Michelangelo Biondelli
- Born: 15 May 1998 (age 27) Ferrara
- Height: 1.83 m (6 ft 0 in)
- Weight: 90 kg (14 st 2 lb; 198 lb)
- Occupation: police officer

Rugby union career
- Position(s): Fly-Half, Fullback
- Current team: Fiamme Oro

Youth career
- 2002−2014: CUS Ferrara
- 2014−2016: Rovigo Delta

Senior career
- Years: Team / Apps / (Points)
- 2016-2017: F.I.R. Academy
- 2017−2018: Viadana / 11 / (25)
- 2018−2019: Fiamme Oro / 14 / (109)
- 2019−2022: Zebre / 35 / (50)
- 2019−2021: →Fiamme Oro / 6 / (16)
- 2022−: Fiamme Oro
- Correct as of 14 May 2022

International career
- Years: Team / Apps / (Points)
- 2017−2018: Italy Under 20 / 13 / (2)
- 2021−2022: Emerging Italy / 2 / (0)
- 2020−: Italy / 0 / (0)
- 2022: Italy A / 1 / (0)
- Correct as of 24 Jun 2022

= Michelangelo Biondelli =

Italian rugby union player

Michelangelo Biondelli (born 15 May 1998) is an Italian rugby union player.
His usual position is as a Fly-Half or Fullback and he currently plays for Fiamme Oro in Top10.
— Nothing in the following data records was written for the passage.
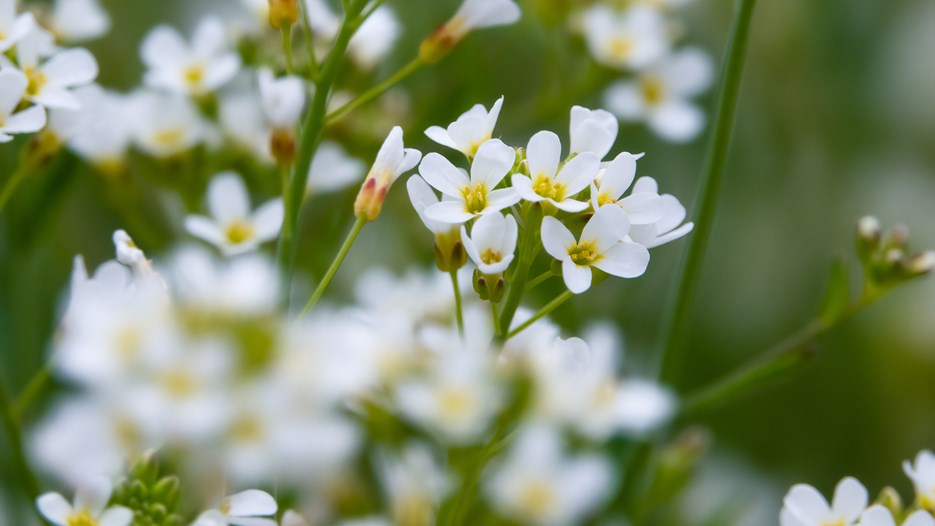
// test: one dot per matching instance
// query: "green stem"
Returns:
(287, 48)
(335, 265)
(374, 92)
(459, 312)
(711, 180)
(545, 311)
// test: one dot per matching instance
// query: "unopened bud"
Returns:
(283, 13)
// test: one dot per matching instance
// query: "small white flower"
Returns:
(592, 131)
(79, 20)
(90, 507)
(201, 67)
(661, 95)
(12, 88)
(247, 508)
(877, 515)
(475, 195)
(492, 243)
(282, 98)
(805, 506)
(473, 128)
(600, 246)
(552, 182)
(629, 39)
(922, 473)
(13, 27)
(233, 227)
(669, 227)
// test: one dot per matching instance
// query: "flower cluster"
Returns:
(805, 506)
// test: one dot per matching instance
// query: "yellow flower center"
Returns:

From 2019 to 2022 Biondelli played for Zebre in Pro14 with a Dual contract in order to play on loan as Permit Player with Fiamme Oro in Top10.

After playing for Italy Under 20, in 2017 and 2018, in January 2020 Biondelli was named in the Italian squad for the 2020 Six Nations Championship. On the 8 December 2021, he was selected by Alessandro Troncon to be part of an Emerging Italy 27-man squad for the 2021 end-of-year rugby union internationals.
On 26 May he was called in Italy A squad for the South African tour in the 2022 mid-year rugby union tests against Namibia and Currie Cup XV team.